Fed Chairman Bernanke gave a curious and worrying signal in his appearance yesterday before the Joint Economic Committee of Congress.
He said, in the Q&A session that followed his testimony, that the recovery was ‘close to faltering.’
This subtly contradicted what he said in his pre-written statement.
In that, he noted GDP growth in 1H 2011 averaged less than 1% annualised, but “in the second half of the year seems likely to be more rapid than in the first half.”
Perhaps the most important thing to note: Mr. Bernanke talks of a faltering recovery in a fortnight when much of the most recent US data have been more positive than a month ago.
Next thing to remember - don’t generalize.
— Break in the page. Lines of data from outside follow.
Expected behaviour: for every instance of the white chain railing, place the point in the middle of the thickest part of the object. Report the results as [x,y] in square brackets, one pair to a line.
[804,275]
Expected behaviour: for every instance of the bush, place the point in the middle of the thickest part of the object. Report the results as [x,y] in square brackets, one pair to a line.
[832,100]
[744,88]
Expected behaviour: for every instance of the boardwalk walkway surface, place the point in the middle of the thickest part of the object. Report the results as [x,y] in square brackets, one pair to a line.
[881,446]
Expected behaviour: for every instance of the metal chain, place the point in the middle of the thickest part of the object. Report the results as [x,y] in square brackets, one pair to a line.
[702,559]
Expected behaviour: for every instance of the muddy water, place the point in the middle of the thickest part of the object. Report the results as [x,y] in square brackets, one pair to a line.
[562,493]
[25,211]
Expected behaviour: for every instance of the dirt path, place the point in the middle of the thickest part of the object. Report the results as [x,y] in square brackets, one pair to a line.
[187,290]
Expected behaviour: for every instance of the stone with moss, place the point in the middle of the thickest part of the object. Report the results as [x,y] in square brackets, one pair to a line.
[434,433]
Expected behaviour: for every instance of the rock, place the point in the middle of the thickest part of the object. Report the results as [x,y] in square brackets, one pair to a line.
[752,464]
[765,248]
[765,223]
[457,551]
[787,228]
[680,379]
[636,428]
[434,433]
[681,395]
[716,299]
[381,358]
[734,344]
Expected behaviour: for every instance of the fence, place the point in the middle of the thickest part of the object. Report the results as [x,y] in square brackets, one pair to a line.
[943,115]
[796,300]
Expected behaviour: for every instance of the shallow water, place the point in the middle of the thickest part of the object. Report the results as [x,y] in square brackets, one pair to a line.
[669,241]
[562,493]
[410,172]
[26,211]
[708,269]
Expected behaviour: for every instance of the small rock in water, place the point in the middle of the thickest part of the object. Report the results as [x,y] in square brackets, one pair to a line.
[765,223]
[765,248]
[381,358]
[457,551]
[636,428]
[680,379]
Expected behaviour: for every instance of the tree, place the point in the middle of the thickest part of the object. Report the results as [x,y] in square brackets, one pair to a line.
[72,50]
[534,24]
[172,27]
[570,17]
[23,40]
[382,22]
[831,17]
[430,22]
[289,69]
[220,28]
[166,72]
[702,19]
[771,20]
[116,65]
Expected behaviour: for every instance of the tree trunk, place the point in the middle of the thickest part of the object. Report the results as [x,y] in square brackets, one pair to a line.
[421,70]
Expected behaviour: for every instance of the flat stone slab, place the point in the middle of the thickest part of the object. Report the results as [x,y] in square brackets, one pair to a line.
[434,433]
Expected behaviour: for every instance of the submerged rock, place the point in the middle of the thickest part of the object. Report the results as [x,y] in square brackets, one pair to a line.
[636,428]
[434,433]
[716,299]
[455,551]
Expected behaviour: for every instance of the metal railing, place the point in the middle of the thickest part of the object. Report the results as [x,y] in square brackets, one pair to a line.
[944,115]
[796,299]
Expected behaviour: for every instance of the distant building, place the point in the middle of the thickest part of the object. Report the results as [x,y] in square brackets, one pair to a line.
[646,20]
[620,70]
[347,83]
Instead, accumulate evidence, whilst keeping an open mind.
The next big economic data release - after payrolls coming in a day and a half - will be US 3Q GDP data.
Some recent good data which should feed into 3Q GDP:
- Personal consumption figures for July and August point to on-track demand and 1-2% annualised growth in 3Q.
- Net balance of international trade data for first two months of 3Q are strong
- Shipments of non-defence capital goods ex-aircraft were higher in July-August vs 2Q
Perhaps the Fed Chairman’s concern over growth is based on anecdotal reports from the central bank’s contacts in industry?
Well, the surest recent industrial data we had were in the September manufacturing ISM.
They were promising. But we perhaps should look lower down and note the sub-index for the backlog of orders plunged to 41.5. from 46.0.
That was the lowest reading for backlogs since April 2009.
We should bear in mind that Mr. Bernanke is probably also focused on potential banking troubles [who isn’t?]
In his testimony he referred to sovereign debt problems in Europe as “a significant source of stress in global financial markets.”